Aerofarms, on the other hand, will grow greens just 15 miles from Manhattan and deliver batches immediately after they’re harvested. The company has already partnered with organic wholesaler Farmigo and will sell its lettuce in NYC grocery stores for a price comparable to organic lettuce.
There are environmental advantages to Aerofarms’ techniques, too. The Newark vertical farm will use 95% less water and 50% less fertilizer than traditional vegetable farms, Oshima says. Since the greens grow indoors, they aren’t exposed to pests. That means there’s no need for pesticides.
The farmers also have complete control over the plants. They tailor the LEDs to specific spectrums and intensities and adjust the ventilation, temperature of the roots, and sprays of water and nutrients to grow the richest greens possible, Oshima says. Just by adjusting the algorithm, the farmers can theoretically make the plants sweeter or boost levels of vitamin A.
Aerofarms has built nine vertical farms around Newark since 2004. While this latest farm is the largest, the company also plans to launch more farms in other east coast cities, shipping greens locally within a 30-mile radius. Although the company is only growing greens right now, Oshima says it will eventually experiment with other fruits and vegetables.
The stakes for Aerofarms are high, with investors like Goldman Sachs and Prudential Financial backing the company to the tune of $39 million.
A number of promising recent vertical farm operations have already failed. In 2015, Google’s Alphabet X tried to create an automated vertical farm, but the company later abandoned the project because it couldn’t figure out how to grow staple crops (like grains) using vertical farming techniques. VertiCrop, North America’s first vertical farm, was founded in 2011 and declared bankruptcy after only three years. When it comes to providing nutritious crops to the world, greens only take you so far.
Critics of vertical farming worry about how much energy the technique wastes, since LEDs need to shine 24-7 to produce a high volume of plants.
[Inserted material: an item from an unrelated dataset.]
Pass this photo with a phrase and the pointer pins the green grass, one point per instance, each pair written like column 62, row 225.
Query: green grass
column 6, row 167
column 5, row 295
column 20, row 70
According to some research, vertical farms like Aerofarms can generate 10 times the carbon footprint of traditional vegetable farms, according to Louis Albright, the director of Cornell University’s Controlled Environment Agriculture program.
“What troubles me the most is that it [vertical farms] started out as a solution to food miles and then carbon footprint,” he tells Tech Insider. “But it increases the carbon footprint by an order of magnitude.”
Since energy costs are so high, it’s uncertain whether vertical farmers can grow greens at an affordable price long-term. Aerofarms uses a proprietary energy-efficient lighting system, Oshima says. He wouldn’t reveal exactly how it works or saves energy.
Still, some vertical farms initiatives have found success, both in the US and abroad. MIT’s Media Lab recently launched an open source farm, called City Farm, with hopes that its growing algorithms will be used by vertical farmers elsewhere. Japan’s Mirai (which translates to “future”) operates in 12 locations around the country, including a 25,000-square-foot farm that can harvest 10,000 lettuce heads a day.
And as energy technology develops, LEDs will only become more energy-efficient. Between 2012 and 2014, LED lighting efficiency jumped about 50%, according to a report by the US Energy Information Administration. By 2020, it may climb another 50% as costs drop. Leanna Garfield/Tech Insider
At Aerofarms, a new employee is responsible every week for sharing a new recipe that uses the greens grown onsite. The day I visited Aerofarms, it was a simple salad with watercress, red romaine, and mizuna lettuce. The lettuce was an explosion of spicy and sweet. I was so surprised by how intense the leaves tasted.
Is this what we’ve all have been missing on our plates? If Aerofarms proves its farm is truly environmentally sustainable (which may take a third party to decide) and offers a viable business model, it could be the unlikely key to unlocking big harvests of tastier, fresher greens.